Les chercheurs continueront de suivre les participants à l'étude pendant un an après l'essai, avec un suivi de sécurité à long terme supplémentaire de 15 ans, comme le recommande la Food and Drug Administration pour toutes les thérapies d'édition génique.
L'équipe prévoit des études de phase II pour 2026, incluant une population de patients plus large et une période de suivi plus longue. L'objectif est que les effets d'une seule perfusion de CRISPR se prolongent pendant des années, voire de façon permanente, remplaçant ainsi la nécessité d'un comprimé quotidien ou d'une injection régulière.

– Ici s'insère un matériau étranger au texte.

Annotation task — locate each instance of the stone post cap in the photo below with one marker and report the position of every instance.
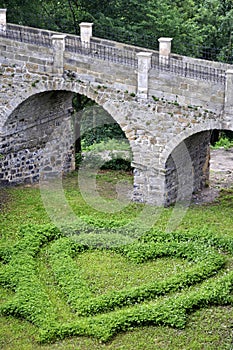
(165, 39)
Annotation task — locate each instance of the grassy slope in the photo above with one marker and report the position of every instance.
(207, 328)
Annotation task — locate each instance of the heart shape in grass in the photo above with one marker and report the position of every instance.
(115, 309)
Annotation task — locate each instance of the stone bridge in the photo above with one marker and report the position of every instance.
(166, 104)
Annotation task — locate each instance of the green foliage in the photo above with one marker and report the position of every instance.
(224, 142)
(31, 300)
(117, 164)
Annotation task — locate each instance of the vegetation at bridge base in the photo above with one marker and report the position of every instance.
(64, 288)
(199, 28)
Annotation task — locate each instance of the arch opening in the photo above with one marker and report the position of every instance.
(51, 116)
(199, 171)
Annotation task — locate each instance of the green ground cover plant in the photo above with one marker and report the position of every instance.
(58, 291)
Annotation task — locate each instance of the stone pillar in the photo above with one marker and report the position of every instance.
(85, 32)
(144, 65)
(164, 50)
(3, 20)
(228, 107)
(58, 43)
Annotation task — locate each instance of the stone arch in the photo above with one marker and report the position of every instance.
(187, 164)
(18, 156)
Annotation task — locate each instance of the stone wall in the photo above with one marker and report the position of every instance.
(187, 168)
(187, 91)
(34, 140)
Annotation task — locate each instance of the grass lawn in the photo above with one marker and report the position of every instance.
(194, 260)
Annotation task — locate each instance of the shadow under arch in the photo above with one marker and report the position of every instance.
(192, 168)
(34, 115)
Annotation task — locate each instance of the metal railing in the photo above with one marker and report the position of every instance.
(189, 70)
(104, 52)
(26, 35)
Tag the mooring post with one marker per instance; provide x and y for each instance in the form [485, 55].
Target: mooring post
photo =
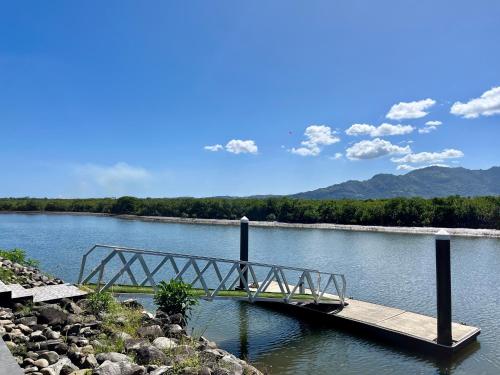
[244, 247]
[443, 285]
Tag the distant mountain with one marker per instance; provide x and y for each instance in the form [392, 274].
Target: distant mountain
[426, 182]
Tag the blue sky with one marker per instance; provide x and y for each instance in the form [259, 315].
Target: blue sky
[117, 97]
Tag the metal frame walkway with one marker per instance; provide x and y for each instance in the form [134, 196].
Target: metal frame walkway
[212, 278]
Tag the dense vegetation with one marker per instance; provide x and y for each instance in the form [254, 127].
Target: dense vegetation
[427, 182]
[454, 211]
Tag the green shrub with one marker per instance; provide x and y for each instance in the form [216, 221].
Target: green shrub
[18, 256]
[99, 302]
[175, 297]
[7, 276]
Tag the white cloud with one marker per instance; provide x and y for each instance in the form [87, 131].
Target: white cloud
[117, 179]
[433, 123]
[214, 148]
[405, 167]
[430, 157]
[427, 129]
[374, 148]
[316, 136]
[380, 131]
[404, 110]
[306, 151]
[238, 146]
[487, 104]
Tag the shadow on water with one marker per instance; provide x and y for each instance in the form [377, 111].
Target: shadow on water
[311, 326]
[281, 341]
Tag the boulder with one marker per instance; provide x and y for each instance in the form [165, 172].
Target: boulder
[150, 354]
[178, 319]
[52, 314]
[51, 356]
[90, 361]
[119, 368]
[162, 370]
[111, 357]
[132, 303]
[164, 343]
[41, 363]
[232, 364]
[174, 330]
[63, 363]
[150, 332]
[134, 344]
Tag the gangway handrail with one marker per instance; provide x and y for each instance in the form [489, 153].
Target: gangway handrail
[239, 267]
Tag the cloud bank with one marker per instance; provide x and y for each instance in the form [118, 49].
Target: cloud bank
[487, 104]
[316, 137]
[380, 131]
[371, 149]
[410, 110]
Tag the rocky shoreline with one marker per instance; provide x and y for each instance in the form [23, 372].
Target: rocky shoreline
[459, 232]
[73, 337]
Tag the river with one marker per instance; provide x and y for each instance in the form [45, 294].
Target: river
[391, 269]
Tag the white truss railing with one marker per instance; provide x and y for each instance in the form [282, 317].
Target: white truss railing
[212, 276]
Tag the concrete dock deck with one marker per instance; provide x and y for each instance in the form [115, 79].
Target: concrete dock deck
[402, 327]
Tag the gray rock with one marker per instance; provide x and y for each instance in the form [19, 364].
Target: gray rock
[63, 363]
[24, 328]
[41, 363]
[162, 370]
[174, 330]
[150, 354]
[211, 356]
[150, 332]
[164, 343]
[37, 336]
[52, 315]
[90, 361]
[189, 371]
[122, 336]
[111, 357]
[50, 356]
[119, 368]
[231, 364]
[134, 344]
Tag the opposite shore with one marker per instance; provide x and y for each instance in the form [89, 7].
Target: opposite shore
[460, 232]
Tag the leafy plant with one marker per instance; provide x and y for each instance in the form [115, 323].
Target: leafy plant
[18, 256]
[99, 302]
[7, 276]
[175, 297]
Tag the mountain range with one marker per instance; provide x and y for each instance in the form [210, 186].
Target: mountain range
[427, 182]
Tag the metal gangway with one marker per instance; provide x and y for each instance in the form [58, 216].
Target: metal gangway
[119, 270]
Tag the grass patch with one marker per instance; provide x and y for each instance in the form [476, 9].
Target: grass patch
[118, 288]
[18, 256]
[191, 361]
[7, 276]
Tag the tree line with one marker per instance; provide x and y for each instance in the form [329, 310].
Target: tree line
[452, 212]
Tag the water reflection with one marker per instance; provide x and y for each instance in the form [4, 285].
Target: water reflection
[390, 269]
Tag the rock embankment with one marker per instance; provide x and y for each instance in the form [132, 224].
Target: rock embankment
[26, 276]
[85, 338]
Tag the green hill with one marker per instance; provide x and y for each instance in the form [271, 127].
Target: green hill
[427, 182]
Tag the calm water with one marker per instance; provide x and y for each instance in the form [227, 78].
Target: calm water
[391, 269]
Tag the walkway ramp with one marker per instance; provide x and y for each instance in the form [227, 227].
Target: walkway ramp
[11, 293]
[130, 270]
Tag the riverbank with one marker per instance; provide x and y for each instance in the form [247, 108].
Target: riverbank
[459, 232]
[97, 335]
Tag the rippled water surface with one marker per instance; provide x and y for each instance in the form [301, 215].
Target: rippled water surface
[390, 269]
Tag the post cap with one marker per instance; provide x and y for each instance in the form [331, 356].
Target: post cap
[442, 235]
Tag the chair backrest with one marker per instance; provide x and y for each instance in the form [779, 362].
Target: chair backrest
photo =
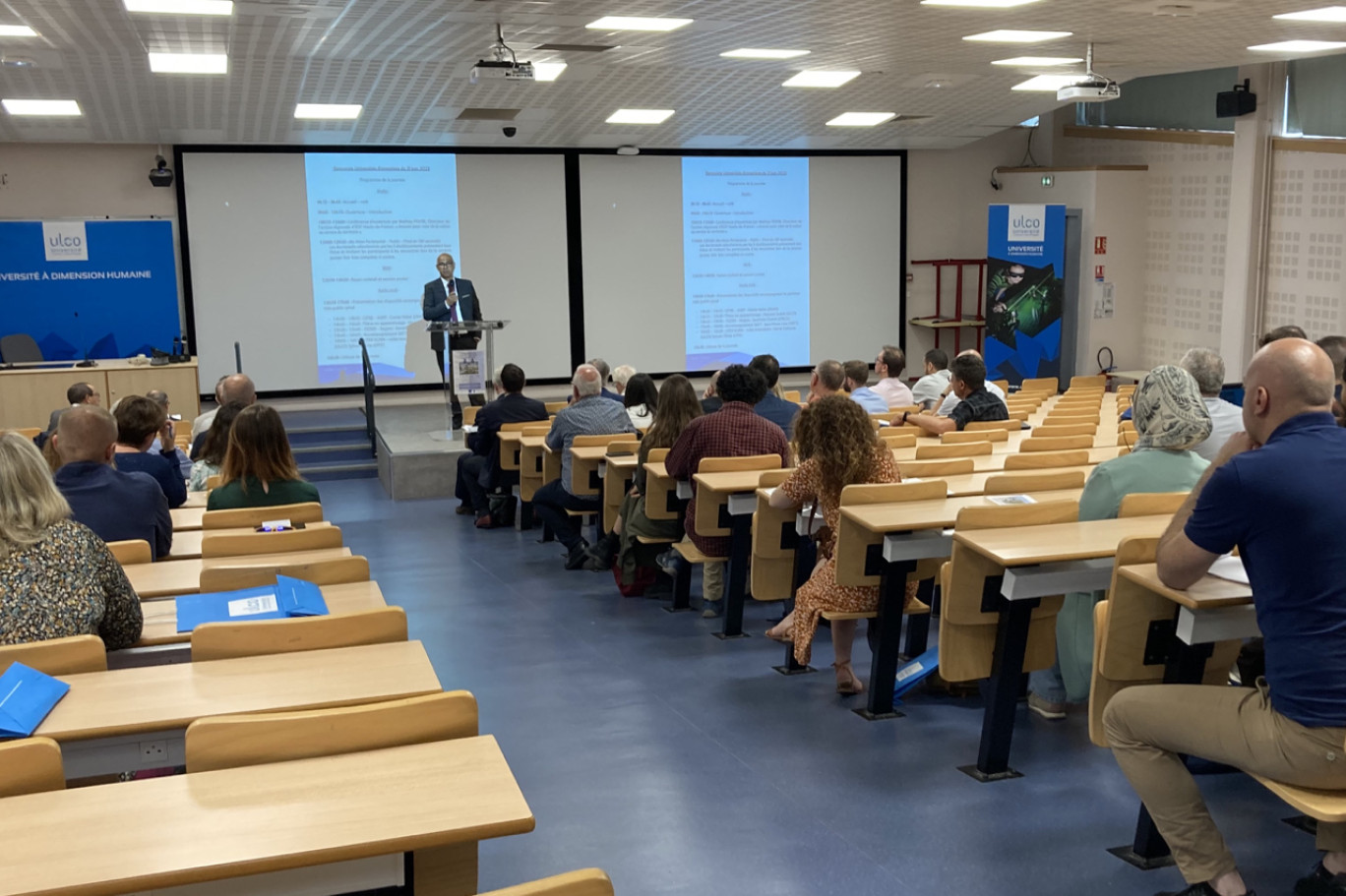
[1019, 483]
[1151, 504]
[965, 449]
[59, 655]
[31, 766]
[336, 570]
[225, 640]
[1047, 459]
[1054, 443]
[270, 542]
[256, 739]
[135, 551]
[304, 512]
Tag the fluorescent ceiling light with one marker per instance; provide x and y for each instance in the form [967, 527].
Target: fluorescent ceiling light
[637, 23]
[328, 110]
[40, 106]
[640, 116]
[1017, 36]
[1326, 14]
[749, 53]
[1299, 46]
[820, 79]
[862, 119]
[1049, 83]
[1038, 61]
[548, 70]
[189, 62]
[182, 7]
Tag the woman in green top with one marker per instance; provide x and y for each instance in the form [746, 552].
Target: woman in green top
[1171, 419]
[259, 468]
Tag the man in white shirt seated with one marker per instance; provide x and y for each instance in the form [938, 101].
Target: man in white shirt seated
[930, 388]
[1207, 369]
[888, 366]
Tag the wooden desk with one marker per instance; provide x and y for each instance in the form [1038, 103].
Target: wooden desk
[186, 829]
[171, 577]
[106, 716]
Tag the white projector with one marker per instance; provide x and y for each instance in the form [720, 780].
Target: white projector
[1100, 90]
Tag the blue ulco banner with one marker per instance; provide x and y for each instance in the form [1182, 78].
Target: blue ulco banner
[1026, 256]
[89, 288]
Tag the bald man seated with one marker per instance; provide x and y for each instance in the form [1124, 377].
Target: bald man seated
[1271, 493]
[117, 507]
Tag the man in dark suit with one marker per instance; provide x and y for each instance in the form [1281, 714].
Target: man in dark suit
[478, 471]
[450, 299]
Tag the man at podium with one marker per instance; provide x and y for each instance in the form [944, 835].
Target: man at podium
[451, 299]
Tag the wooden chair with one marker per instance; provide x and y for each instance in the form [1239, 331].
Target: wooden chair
[257, 739]
[135, 551]
[336, 570]
[1058, 443]
[1151, 504]
[304, 512]
[1019, 483]
[58, 657]
[966, 633]
[270, 542]
[226, 640]
[31, 766]
[965, 449]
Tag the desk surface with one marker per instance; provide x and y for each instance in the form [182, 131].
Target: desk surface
[1207, 593]
[146, 698]
[1058, 542]
[222, 823]
[168, 577]
[161, 615]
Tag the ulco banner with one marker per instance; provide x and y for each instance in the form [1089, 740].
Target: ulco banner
[89, 288]
[1026, 255]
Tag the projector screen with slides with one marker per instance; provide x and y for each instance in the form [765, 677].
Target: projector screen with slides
[692, 263]
[296, 256]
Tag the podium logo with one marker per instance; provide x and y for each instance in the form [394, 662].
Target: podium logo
[1027, 223]
[65, 240]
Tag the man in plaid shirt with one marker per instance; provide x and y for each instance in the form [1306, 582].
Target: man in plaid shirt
[734, 431]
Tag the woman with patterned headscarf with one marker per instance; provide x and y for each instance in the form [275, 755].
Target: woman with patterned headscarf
[1171, 419]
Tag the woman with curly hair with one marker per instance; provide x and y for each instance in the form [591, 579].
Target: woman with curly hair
[837, 447]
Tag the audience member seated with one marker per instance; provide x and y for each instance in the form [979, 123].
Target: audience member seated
[1268, 493]
[259, 468]
[231, 388]
[139, 420]
[1207, 369]
[587, 414]
[641, 399]
[856, 377]
[772, 406]
[57, 578]
[1170, 423]
[837, 448]
[888, 366]
[929, 390]
[976, 402]
[734, 431]
[949, 399]
[117, 507]
[677, 406]
[479, 467]
[214, 447]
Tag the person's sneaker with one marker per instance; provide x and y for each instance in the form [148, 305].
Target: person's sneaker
[1320, 883]
[1045, 708]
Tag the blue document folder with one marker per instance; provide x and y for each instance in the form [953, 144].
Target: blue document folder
[288, 598]
[26, 697]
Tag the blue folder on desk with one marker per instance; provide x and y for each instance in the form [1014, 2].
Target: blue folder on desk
[288, 598]
[26, 697]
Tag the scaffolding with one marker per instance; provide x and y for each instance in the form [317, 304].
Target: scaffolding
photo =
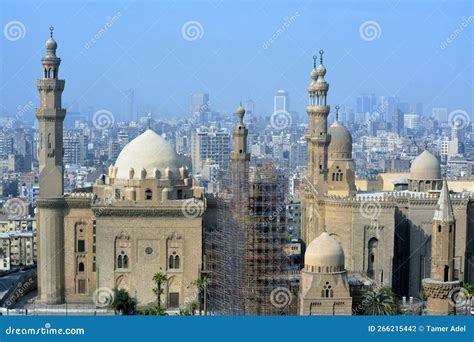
[248, 269]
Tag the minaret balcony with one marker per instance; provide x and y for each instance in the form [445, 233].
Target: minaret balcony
[50, 84]
[318, 110]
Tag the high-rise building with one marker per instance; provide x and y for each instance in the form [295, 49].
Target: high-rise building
[210, 144]
[366, 103]
[397, 121]
[411, 120]
[200, 108]
[440, 114]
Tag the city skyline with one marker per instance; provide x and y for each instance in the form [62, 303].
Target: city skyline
[369, 51]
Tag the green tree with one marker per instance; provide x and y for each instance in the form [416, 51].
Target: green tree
[123, 303]
[201, 285]
[156, 311]
[469, 288]
[381, 302]
[159, 279]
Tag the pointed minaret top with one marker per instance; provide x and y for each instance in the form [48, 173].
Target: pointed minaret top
[444, 209]
[240, 114]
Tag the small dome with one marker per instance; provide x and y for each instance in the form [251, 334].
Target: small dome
[325, 251]
[341, 139]
[425, 166]
[51, 44]
[240, 110]
[321, 70]
[149, 152]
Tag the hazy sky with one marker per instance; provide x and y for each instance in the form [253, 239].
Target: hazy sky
[237, 50]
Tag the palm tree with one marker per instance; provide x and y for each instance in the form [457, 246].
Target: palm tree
[123, 303]
[381, 302]
[159, 279]
[201, 285]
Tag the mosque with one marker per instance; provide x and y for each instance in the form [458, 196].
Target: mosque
[131, 224]
[387, 236]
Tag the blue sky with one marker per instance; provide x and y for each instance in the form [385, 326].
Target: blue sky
[235, 56]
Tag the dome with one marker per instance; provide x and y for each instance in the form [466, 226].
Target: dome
[425, 166]
[341, 139]
[325, 251]
[51, 44]
[321, 70]
[148, 151]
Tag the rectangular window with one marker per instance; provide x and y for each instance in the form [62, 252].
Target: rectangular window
[174, 299]
[81, 246]
[81, 286]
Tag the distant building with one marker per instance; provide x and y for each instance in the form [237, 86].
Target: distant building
[411, 120]
[440, 114]
[210, 144]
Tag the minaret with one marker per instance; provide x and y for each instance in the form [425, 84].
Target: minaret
[316, 135]
[439, 288]
[239, 152]
[50, 203]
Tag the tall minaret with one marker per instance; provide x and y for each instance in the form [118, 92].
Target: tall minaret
[439, 288]
[50, 203]
[317, 137]
[239, 152]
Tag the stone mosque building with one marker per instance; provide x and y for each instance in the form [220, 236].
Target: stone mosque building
[129, 226]
[131, 223]
[386, 236]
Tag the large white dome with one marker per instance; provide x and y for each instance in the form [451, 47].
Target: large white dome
[148, 151]
[425, 167]
[325, 251]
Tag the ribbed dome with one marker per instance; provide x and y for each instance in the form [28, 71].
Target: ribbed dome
[425, 166]
[325, 251]
[341, 139]
[148, 151]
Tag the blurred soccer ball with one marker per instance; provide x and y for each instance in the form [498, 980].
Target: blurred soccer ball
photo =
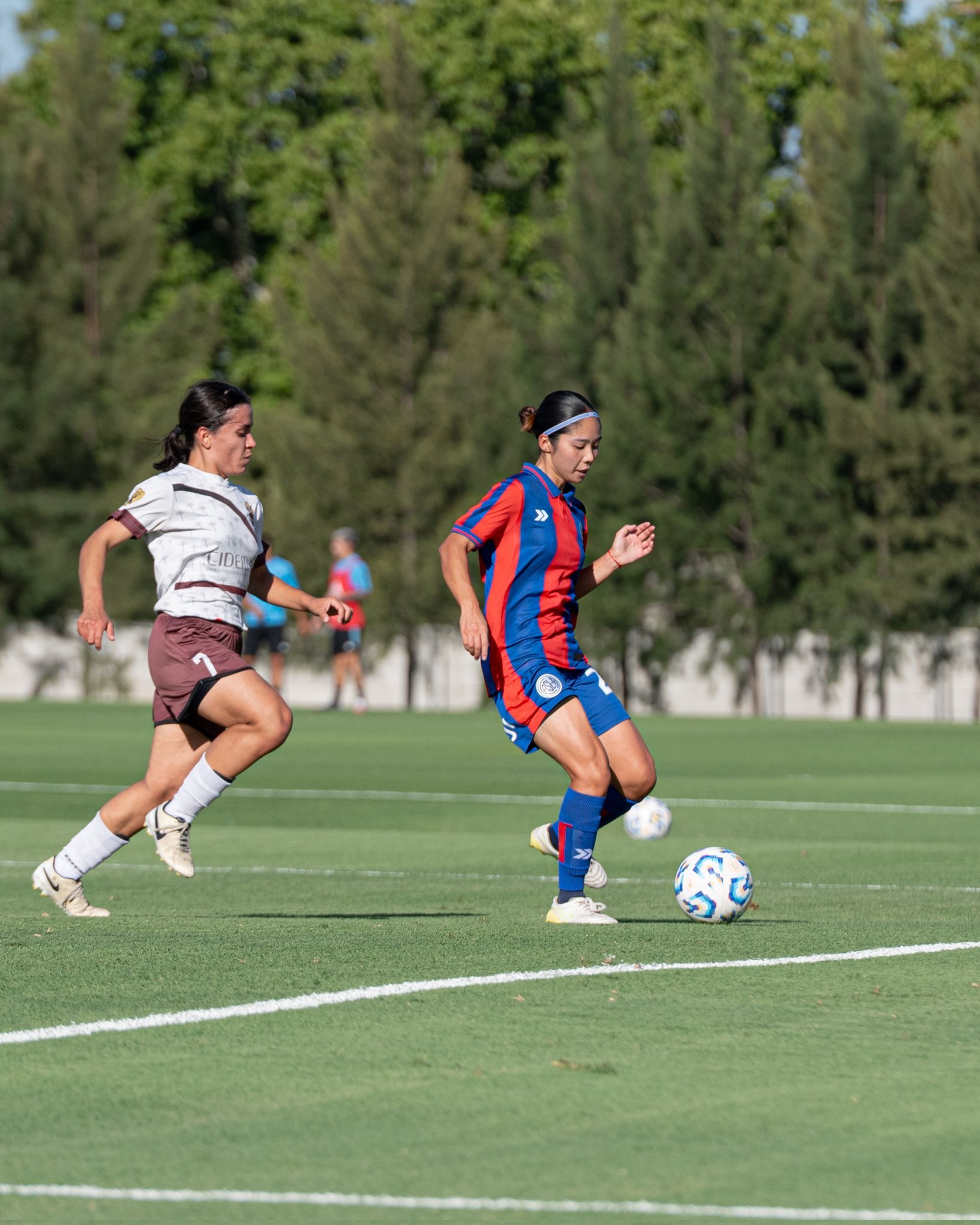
[650, 819]
[713, 885]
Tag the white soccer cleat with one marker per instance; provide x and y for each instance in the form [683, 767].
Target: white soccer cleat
[581, 909]
[172, 838]
[64, 892]
[540, 839]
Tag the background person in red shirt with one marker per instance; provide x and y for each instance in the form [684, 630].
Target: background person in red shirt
[349, 574]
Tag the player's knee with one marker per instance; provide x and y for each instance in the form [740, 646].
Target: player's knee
[592, 776]
[281, 724]
[640, 779]
[160, 790]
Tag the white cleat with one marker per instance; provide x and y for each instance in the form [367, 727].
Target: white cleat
[64, 892]
[581, 909]
[540, 839]
[172, 838]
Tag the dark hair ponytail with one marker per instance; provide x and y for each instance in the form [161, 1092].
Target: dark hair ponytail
[208, 403]
[555, 409]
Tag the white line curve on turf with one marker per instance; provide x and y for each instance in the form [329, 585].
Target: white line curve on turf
[386, 990]
[472, 1203]
[271, 793]
[402, 874]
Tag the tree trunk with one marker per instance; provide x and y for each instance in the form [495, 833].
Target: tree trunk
[976, 679]
[859, 686]
[409, 667]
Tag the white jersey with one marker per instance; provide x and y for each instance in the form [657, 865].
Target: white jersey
[205, 536]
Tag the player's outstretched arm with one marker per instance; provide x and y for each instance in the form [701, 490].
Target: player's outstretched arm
[95, 620]
[632, 543]
[273, 591]
[473, 626]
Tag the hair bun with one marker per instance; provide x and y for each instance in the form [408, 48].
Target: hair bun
[527, 416]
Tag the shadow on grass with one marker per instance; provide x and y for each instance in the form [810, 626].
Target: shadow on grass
[742, 924]
[388, 914]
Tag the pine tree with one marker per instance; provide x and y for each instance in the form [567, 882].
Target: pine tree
[699, 416]
[97, 362]
[398, 361]
[608, 210]
[863, 218]
[948, 284]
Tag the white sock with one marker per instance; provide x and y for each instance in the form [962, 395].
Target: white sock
[87, 849]
[200, 788]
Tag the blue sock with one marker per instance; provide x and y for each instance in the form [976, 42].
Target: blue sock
[579, 824]
[614, 806]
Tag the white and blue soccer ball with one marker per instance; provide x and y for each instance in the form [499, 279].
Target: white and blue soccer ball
[713, 885]
[649, 819]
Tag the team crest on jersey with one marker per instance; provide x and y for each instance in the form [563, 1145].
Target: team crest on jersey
[548, 685]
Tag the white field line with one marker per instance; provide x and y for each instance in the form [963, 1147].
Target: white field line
[386, 990]
[506, 876]
[271, 793]
[468, 1203]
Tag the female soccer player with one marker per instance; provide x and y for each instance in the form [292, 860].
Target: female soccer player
[214, 715]
[531, 534]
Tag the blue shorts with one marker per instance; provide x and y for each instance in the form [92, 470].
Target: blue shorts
[542, 687]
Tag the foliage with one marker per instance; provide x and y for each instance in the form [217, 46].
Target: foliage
[747, 230]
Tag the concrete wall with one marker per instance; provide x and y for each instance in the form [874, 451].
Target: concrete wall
[35, 662]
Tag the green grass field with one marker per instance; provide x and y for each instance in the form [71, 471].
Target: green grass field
[852, 1084]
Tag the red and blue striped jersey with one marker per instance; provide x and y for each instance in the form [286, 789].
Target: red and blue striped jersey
[531, 540]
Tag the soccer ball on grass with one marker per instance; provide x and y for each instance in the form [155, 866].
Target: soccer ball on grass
[713, 885]
[649, 819]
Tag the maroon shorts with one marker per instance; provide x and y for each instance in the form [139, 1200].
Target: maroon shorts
[188, 654]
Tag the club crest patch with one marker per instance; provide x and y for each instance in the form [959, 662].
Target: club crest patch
[548, 685]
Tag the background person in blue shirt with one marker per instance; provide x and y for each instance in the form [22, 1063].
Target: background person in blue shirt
[266, 623]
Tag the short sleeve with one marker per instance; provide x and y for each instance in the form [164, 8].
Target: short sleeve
[147, 508]
[489, 519]
[360, 577]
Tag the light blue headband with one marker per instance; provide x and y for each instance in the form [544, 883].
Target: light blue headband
[570, 422]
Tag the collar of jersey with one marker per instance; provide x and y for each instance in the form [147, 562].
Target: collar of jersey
[553, 489]
[200, 474]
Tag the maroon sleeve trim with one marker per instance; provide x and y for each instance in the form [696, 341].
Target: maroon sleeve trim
[206, 582]
[130, 522]
[468, 534]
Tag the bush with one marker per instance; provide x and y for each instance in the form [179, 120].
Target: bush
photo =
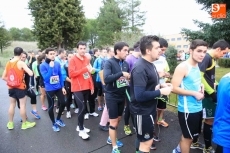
[171, 55]
[224, 62]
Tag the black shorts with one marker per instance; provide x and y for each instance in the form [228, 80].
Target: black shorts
[99, 88]
[115, 107]
[144, 125]
[190, 124]
[162, 103]
[17, 93]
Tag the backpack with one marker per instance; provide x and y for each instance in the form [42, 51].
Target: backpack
[12, 77]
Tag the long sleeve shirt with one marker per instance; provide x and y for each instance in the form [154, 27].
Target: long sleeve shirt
[80, 76]
[52, 76]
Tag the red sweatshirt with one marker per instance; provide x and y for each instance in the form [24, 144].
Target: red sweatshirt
[81, 78]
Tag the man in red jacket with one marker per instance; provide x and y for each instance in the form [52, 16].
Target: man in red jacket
[82, 85]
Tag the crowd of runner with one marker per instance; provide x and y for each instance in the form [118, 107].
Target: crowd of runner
[122, 80]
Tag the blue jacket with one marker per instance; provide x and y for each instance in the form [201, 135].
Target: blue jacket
[52, 76]
[63, 65]
[97, 65]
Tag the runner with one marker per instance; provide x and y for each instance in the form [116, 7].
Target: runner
[69, 94]
[103, 125]
[29, 91]
[14, 76]
[116, 79]
[54, 86]
[61, 59]
[82, 85]
[162, 68]
[144, 89]
[187, 84]
[97, 66]
[221, 131]
[131, 60]
[207, 68]
[41, 59]
[36, 74]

Ce n'est pas le premier essai clinique utilisant l'édition génique pour traiter les maladies cardiovasculaires. Verve Therapeutics utilise une nouvelle technique de CRISPR, appelée édition de base, pour cibler un autre gène, PCSK9 , chez des personnes atteintes d'une forme héréditaire d'hypercholestérolémie et de maladie cardiaque précoce. Verve a interrompu un essai clinique de son candidat d'édition génique en 2024 après qu'un participant a présenté une augmentation inquiétante des enzymes hépatiques. Cependant, cette année, la société a présenté des données de sécurité positives chez 14 patients traités avec une nouvelle formulation thérapeutique. Plus tôt cette année, Eli Lilly a annoncé un accord pour acquérir Verve pour plus d'un milliard de dollars.
La sécurité est une préoccupation majeure concernant les nouvelles thérapies d'édition génique. Intellia Therapeutics a suspendu les essais cliniques d'un traitement CRISPR après le décès d'un patient des suites de lésions hépatiques. Étant donné que de nombreuses thérapies CRISPR ciblent le foie, les lésions de cet organe constituent un risque connu.
Si d'autres essais confirment l'innocuité et l'efficacité du traitement, Nissen estime qu'il sera possible, dans un avenir relativement proche, de traiter les patients à un stade plus précoce, avant même l'apparition d'une maladie cardiaque. « C'est une véritable révolution en marche », affirme-t-il.